3-D column charts can be visually appealing, but they confuse in terms of bar height. (Read from the back of the bar or the front?) Novelty charts, such as the Pyramid Chart are often used for general readership like in USA Today, but they're avoided in business because they distort the bar height.
Pareto Charts - A special type of column chart that displays categorical data in descending order of frequency, so that the most common categories will appear first (left hand side of the chart). Typically, the first few categories will account for the majority of observations. (The "80/20 Rule").
Commonly used in quality management to display the frequency of defects or errors of different types. Figure 3.21 (p. 83) shows that out of complaints collected from concession stand customers, the tope three categories (Cold food, Too much time in line, No vegetarian choice) make up 76 percent of the total complaints. Sorting the categories in descending order helps managers focus on the vital few causes of problems instead of the trivial many. (Because the bulk of observations will occur in a few categories.)
Stacked Bar Chart
The bar height is the sum of several subtotals. Areas can be of different colors to allow for comparison and to show patterns in the subgroups. Can be most effective for a few groups of data. Use numerical labels if exact data is important.
- The numerical value of interest should go on the Y-axis (vertical) while the categories should go on the X-axis (horizontal);
- If the quantity displayed is a time series, the category labels (e.g. years) are displayed on the x-axis with time increasing from left to right;
- The height or length of each bar should be proportional to the quantity displayed. The zero origin is a must for annual reports or a stock prospectus. However, nonzero origins may be justified to reveal sufficient detail.;
- Put numerical values at the top if each bar except when labels would impair legibility (e.g. lots of bars) or when visual simplicity is needed (e.g for a general audience).

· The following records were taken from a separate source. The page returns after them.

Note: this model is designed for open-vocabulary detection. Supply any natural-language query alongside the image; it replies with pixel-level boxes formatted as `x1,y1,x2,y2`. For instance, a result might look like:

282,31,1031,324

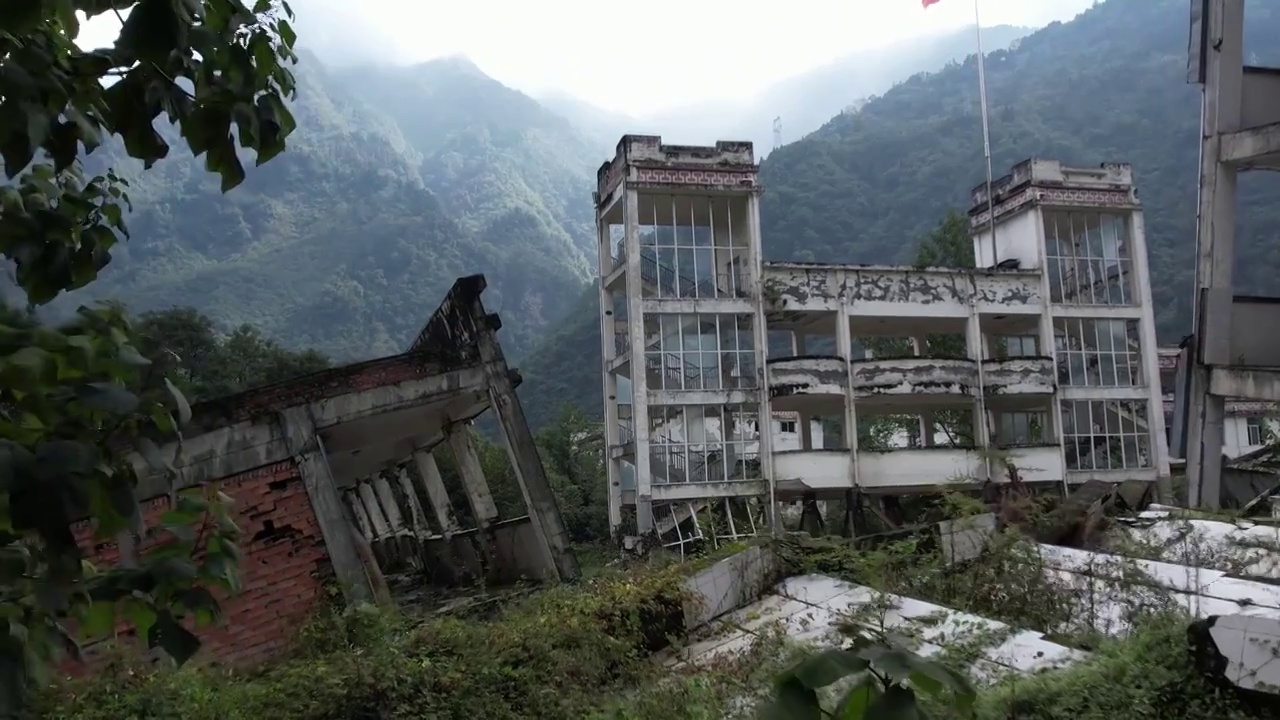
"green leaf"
147,611,200,665
81,601,115,638
863,683,924,720
115,0,187,64
138,437,173,471
792,650,870,689
113,340,151,368
276,20,298,47
5,346,49,373
124,597,156,638
164,378,191,425
0,0,44,37
835,674,881,720
760,674,823,720
79,383,138,415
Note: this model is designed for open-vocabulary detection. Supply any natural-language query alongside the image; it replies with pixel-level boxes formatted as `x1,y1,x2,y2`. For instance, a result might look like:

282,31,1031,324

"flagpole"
973,0,1000,266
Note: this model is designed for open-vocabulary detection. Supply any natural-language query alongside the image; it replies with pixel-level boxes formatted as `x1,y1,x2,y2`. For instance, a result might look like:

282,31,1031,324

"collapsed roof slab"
123,275,577,596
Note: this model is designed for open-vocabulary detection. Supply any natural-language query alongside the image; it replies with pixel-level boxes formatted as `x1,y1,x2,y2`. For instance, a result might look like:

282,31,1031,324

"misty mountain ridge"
54,51,598,360
539,24,1034,158
521,0,1280,421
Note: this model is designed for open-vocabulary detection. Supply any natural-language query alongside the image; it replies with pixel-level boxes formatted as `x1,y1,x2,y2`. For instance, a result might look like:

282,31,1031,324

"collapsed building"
71,275,577,662
595,136,1169,546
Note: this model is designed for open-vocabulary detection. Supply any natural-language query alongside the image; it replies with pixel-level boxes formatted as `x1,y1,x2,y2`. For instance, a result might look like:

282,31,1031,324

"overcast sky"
82,0,1094,115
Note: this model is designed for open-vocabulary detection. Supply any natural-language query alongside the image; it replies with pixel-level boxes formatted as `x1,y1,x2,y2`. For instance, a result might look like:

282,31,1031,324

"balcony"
858,447,987,493
773,450,854,500
767,356,849,398
852,357,978,401
1000,445,1065,483
858,445,1064,493
982,357,1057,396
762,263,1043,312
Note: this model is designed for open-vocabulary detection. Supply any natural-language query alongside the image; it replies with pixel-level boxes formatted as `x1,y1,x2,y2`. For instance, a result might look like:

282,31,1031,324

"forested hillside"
525,0,1280,422
762,0,1280,342
61,54,596,359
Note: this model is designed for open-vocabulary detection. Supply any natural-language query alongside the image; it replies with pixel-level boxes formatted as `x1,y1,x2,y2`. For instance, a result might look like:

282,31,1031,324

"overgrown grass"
38,499,1268,720
37,566,694,720
977,614,1272,720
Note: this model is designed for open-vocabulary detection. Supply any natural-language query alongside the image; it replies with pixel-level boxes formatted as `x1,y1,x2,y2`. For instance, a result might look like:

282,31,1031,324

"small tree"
0,0,297,716
760,624,975,720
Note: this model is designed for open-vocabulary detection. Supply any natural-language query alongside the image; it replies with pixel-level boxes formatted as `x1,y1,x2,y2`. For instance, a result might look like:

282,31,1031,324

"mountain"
59,54,596,359
558,26,1032,156
538,91,641,152
524,0,1280,425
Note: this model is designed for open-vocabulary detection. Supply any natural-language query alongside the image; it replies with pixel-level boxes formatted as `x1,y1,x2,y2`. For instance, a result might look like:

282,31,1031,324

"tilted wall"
67,460,332,674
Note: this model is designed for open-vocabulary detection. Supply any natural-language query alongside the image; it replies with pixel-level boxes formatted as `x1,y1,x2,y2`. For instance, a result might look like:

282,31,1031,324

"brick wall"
68,461,332,671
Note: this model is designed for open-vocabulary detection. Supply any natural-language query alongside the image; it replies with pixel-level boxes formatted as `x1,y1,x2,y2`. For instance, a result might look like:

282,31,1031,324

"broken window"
639,195,750,299
645,314,755,389
996,410,1047,447
649,405,760,484
1044,210,1137,305
1053,318,1143,387
993,334,1039,360
1244,418,1266,445
1062,400,1151,470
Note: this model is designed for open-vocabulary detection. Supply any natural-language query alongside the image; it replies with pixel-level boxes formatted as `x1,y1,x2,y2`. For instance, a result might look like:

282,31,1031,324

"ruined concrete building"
595,136,1169,543
79,275,577,662
1171,0,1280,507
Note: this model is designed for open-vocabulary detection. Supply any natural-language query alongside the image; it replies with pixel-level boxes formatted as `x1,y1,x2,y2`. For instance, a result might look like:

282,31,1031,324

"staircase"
613,243,746,299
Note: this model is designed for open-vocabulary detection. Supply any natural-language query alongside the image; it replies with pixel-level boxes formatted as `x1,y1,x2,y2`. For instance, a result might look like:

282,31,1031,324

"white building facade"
595,136,1169,543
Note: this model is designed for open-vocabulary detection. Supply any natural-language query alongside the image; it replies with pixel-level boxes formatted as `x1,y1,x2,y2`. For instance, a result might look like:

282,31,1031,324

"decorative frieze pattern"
969,186,1137,229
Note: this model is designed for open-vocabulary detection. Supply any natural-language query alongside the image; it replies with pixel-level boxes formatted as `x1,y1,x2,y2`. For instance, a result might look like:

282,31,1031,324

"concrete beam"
1208,368,1280,402
472,316,579,582
131,366,485,500
448,423,498,528
1219,123,1280,168
279,409,373,602
413,450,458,538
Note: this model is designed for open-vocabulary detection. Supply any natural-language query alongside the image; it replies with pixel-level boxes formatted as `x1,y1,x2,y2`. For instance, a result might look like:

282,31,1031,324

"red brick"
67,456,330,674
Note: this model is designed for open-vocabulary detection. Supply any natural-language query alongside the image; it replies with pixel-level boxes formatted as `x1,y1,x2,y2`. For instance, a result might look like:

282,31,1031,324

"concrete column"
413,450,460,538
342,489,376,542
445,423,498,529
748,192,782,534
392,468,431,538
1187,0,1244,509
595,210,624,538
1129,210,1175,503
472,311,581,582
279,407,376,602
356,480,392,541
965,306,997,480
369,473,406,536
911,334,934,447
800,492,826,537
836,294,859,489
1032,209,1071,489
624,187,653,536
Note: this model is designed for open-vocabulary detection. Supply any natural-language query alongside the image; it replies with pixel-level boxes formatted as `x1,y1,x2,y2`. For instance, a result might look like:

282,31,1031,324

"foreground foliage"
0,0,296,716
40,566,721,720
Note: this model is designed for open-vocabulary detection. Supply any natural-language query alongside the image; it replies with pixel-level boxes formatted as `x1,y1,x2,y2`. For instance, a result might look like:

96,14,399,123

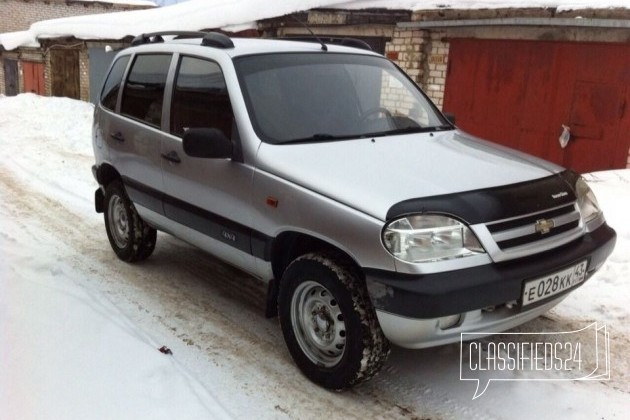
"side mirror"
182,128,234,159
443,112,456,125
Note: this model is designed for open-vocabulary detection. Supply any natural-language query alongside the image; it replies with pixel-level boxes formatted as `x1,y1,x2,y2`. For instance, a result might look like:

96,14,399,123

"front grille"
486,203,581,251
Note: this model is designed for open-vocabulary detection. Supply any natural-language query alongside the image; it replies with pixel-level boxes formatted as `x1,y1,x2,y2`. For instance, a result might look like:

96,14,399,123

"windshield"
235,53,452,143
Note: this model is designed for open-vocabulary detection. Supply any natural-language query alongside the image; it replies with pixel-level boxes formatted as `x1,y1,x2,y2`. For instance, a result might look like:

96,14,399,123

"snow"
78,0,157,6
0,94,630,420
0,0,628,50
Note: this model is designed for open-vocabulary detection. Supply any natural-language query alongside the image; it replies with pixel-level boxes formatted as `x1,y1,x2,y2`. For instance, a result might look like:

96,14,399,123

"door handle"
109,131,125,143
558,124,571,149
162,150,182,163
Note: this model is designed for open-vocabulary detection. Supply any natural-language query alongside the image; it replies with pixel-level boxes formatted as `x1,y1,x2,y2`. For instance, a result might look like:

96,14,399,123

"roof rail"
131,31,234,48
279,35,372,51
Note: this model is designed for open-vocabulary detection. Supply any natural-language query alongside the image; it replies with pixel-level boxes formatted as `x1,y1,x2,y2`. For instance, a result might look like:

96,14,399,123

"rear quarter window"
101,55,129,111
120,54,171,127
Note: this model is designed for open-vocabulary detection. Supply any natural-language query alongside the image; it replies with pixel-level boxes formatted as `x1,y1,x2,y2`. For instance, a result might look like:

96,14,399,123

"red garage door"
444,39,630,172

They show n pairs of observations as dots or some other symbol on an X-Y graph. Such is why scatterplots are best for displaying bivariate data in (x,y) pairings. They are used to investigate a relationship between two variables. (We would want to know if there is some association between the two and, if so, what kind?)

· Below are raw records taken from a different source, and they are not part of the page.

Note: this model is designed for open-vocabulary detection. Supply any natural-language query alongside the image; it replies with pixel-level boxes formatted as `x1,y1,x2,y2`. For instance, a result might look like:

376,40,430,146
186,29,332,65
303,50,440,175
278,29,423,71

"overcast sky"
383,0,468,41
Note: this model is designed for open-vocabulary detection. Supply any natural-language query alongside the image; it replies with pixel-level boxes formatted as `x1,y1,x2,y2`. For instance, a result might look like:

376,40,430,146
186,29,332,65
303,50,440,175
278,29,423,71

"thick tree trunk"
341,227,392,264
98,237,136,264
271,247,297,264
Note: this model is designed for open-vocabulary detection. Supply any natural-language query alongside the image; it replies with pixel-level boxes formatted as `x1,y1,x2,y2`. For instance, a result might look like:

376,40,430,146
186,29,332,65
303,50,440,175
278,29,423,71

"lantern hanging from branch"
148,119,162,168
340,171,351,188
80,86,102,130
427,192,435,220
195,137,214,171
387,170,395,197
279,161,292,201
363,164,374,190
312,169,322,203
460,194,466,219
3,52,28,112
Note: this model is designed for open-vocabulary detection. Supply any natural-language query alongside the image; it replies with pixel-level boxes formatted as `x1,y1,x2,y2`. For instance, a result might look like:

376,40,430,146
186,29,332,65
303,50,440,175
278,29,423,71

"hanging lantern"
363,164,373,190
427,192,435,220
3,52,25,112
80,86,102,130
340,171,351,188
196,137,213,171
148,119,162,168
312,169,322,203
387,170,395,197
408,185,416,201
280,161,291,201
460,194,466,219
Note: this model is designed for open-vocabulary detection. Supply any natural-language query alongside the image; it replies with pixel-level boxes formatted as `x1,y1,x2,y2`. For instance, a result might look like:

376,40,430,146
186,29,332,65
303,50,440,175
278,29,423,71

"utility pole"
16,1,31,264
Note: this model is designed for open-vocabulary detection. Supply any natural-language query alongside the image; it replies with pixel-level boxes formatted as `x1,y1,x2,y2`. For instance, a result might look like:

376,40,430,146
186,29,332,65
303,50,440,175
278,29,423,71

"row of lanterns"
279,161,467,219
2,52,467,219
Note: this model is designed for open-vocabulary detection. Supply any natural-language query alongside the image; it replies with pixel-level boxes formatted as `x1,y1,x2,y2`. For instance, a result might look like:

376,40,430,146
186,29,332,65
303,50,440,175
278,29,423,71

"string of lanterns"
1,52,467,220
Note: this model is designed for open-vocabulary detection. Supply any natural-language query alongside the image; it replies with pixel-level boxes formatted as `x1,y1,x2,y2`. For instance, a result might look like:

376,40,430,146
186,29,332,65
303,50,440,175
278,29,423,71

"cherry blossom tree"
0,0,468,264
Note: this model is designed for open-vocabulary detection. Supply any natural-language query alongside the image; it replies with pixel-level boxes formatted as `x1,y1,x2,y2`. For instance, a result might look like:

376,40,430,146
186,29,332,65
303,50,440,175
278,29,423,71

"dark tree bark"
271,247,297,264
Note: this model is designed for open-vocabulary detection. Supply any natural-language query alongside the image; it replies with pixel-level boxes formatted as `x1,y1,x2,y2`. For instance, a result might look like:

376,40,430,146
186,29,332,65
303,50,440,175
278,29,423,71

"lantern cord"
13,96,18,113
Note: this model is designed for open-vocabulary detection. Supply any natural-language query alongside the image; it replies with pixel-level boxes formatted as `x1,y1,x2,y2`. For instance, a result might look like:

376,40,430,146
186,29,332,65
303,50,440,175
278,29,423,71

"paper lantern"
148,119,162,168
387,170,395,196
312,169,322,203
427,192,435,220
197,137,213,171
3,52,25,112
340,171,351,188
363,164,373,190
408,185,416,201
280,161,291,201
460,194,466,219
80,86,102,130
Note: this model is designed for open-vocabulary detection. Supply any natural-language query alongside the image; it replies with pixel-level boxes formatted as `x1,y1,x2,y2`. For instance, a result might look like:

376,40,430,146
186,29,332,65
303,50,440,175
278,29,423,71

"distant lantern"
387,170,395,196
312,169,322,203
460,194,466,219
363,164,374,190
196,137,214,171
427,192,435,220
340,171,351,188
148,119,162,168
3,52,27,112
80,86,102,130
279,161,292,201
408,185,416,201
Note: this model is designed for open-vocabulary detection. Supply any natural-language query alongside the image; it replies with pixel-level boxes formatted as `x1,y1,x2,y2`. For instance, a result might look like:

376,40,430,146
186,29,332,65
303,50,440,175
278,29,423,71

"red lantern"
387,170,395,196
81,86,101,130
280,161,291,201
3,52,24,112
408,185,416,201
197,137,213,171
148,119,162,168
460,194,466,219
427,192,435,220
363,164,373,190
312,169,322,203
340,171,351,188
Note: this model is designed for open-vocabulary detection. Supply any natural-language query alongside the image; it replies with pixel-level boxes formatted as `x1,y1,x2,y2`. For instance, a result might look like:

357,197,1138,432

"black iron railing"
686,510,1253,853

By examining scatter plots, we can see if there is some association, but still be cautious of engaging a post hoc fallacy (fr. Chapter 1). That is, we have to be cautious to not read in a causal relationship between the two. For example, in Figure 3.24, there is a relationship between high birth rates and high infant mortality shown per nation. (The lower the birth rate, the lower the infant mortality and vice versa.) What isn't shown is a third variable that could be impacting both (e.g. GDP per capita.)
Figure 3.25 on p. 87 shows a few Prototype Scatter Plot Patterns. They can show a Strong Positive association (dots seem to form a line drawing upward from left to right). They can show a Strong Negative association (dots seem to form a line drawing downward from left to right.) They can also show weak positives or negatives or non-linear patterns or no pattern at all.